Tre quarti di secolo fa moriva, ottantaquattrenne, nella sua Viggiù, Enrico Butti. Nato nel 1847 da una famiglia di scalpellini, imparò il mestiere a bottega nel paese, perfezionandosi negli studi a Milano, all'Accademia di Brera. Presto si fece notare, negli anni '70 dell'Ottocento, divenendo uno scultore affermato della scuola milanese e lombarda.
Fu insegnante amato e stimato a Brera dagli anni '90 per tre decenni, sino a quando si ritirò a Viggiù sul pianoro del San Martino, dove aveva studio e abitazione e dove si fece costruire un museo per accogliere la sua gipsoteca.
Nel recentemente riallestito Museo dell'Ottocento, nella Villa Belgioioso di Milano, spicca Il minatore del Butti in bronzo, opera del 1888, pluripremiata in tutta Europa. Al Cimitero Monumentale di Milano si segnalano almeno due lavori dello scultore viggiutese, la Tomba Besenzanica e la Tomba Casati, per grandiosità di concezione e per sensibilità.
Nel 75mo dalla scomparsa, abbiamo cercato Nino Cassani, scultore nonché da un biennio conservatore del Museo Butti di Viggiù, per una considerazione sullo scultore. Se le ricorrenze servono a qualcosa, è giunto forse il momento di riaprire il discorso critico sull'opera di Enrico Butti.
Ci può dare una sua valutazione sull'arte di Enrico Butti?
Occorre collocarla nel periodo storico: Butti è passato dalla Scapigliatura al Simbolismo, optando per una scultura di committenza. Rispetto ai temi sociali coraggiosamente affrontati in una breve stagione – si pensi al Minatore – ha realizzato soprattutto monumenti civili e funerari condizionati dalla committenza.
Dove sta la qualità scultorea del Butti?
Era un grande modellatore, rapido e sicuro nell'esecuzione. Ma era ancora figlio di una concezione dell'arte come mestiere. Se ha sempre dimostrato eleganza, capacità, forza, non è quasi mai uscito da un discorso di ufficialità.
Quali sono a suo giudizio le sue opere più valide?

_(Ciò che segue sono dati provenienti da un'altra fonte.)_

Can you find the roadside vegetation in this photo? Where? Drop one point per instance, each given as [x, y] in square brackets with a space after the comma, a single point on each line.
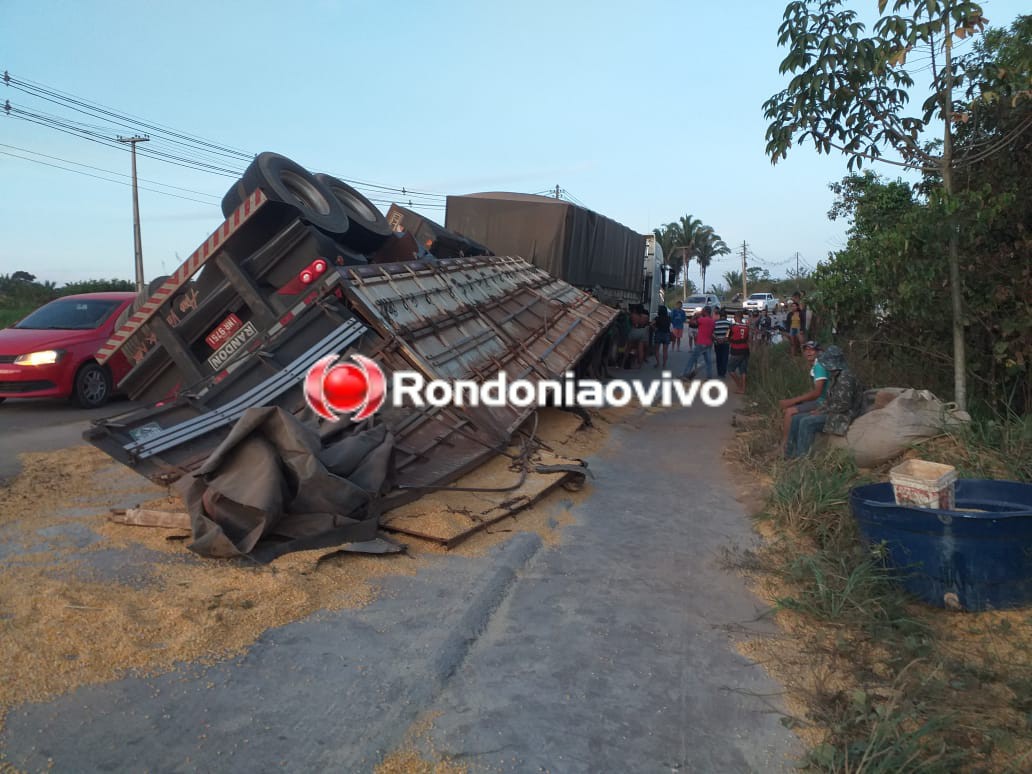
[21, 293]
[876, 681]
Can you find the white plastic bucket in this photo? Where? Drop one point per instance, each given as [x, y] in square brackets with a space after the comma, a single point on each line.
[924, 484]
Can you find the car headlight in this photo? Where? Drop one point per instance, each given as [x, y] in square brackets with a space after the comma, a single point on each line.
[46, 357]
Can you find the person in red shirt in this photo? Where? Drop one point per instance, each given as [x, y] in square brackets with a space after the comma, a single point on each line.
[738, 361]
[704, 346]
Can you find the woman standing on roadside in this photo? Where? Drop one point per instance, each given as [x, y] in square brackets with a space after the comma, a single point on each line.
[662, 325]
[795, 325]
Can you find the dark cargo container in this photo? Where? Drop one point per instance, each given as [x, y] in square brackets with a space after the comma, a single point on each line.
[572, 244]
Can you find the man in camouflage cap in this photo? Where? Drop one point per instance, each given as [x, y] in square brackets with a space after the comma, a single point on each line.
[842, 404]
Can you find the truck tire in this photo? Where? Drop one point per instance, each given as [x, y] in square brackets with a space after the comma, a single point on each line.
[368, 228]
[289, 183]
[92, 387]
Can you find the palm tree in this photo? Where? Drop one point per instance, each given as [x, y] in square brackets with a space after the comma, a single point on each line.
[708, 246]
[678, 242]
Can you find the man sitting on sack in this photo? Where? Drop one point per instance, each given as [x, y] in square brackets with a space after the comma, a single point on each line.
[842, 404]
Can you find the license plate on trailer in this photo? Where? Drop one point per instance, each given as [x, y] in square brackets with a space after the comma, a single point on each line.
[222, 332]
[234, 345]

Il minatore, purtroppo rimasto isolato come filone di ricerca, Il Guerriero di Legnano, nel genere monumentale, La morente, in quello funerario. Butti ha dato il meglio di sè nel ventennio a cavallo del secolo, ma reputo più innovativi scultori a lui contemporanei come Giuseppe Grandi, Medardo Rosso, Leonardo Bistolfi.
Avete in programma, quest'anno, qualche iniziativa particolare per ricordarlo?
Nel corso dell'anno, qualcosa si farà. Il museo adesso è completo in tutte le sue parti; l'anno scorso abbiamo compiuto due impegnativi restauri: L'Aratura e La Maddalena al sepolcro, che era in pezzi, sono tornati nelle migliori condizioni.
Il professor Cassani ha citato due esempi piuttosto eloquenti del vigore e della fantasia di Enrico Butti, restituiti al pubblico con sforzi non indifferenti da parte di un Comune che non riesce a destinare al Museo Butti le risorse di cui avrebbe bisogno.
"Fisicamente" – è vero – si sono succeduti negli anni interventi basilari e necessari, ma ancora non si è riusciti a incidere sulla comunicazione del patrimonio e sulla sua sistematica valorizzazione, affidandosi per lo più a manifestazioni estemporanee.
La figura e l'opera di Enrico Butti sono mature per una globale riconsiderazione. La sua scultura ha una personalità spiccata, che non passa mai inosservata. I suoi contemporanei l'avevano riconosciuta. I posteri, deposte prevenzioni ideologiche fortunatamente oggi insostenibili, è ora che riscoprano uno scultore dalla potente immaginazione, il cui linguaggio plastico attende nuovi studi, confronti e interpretazioni.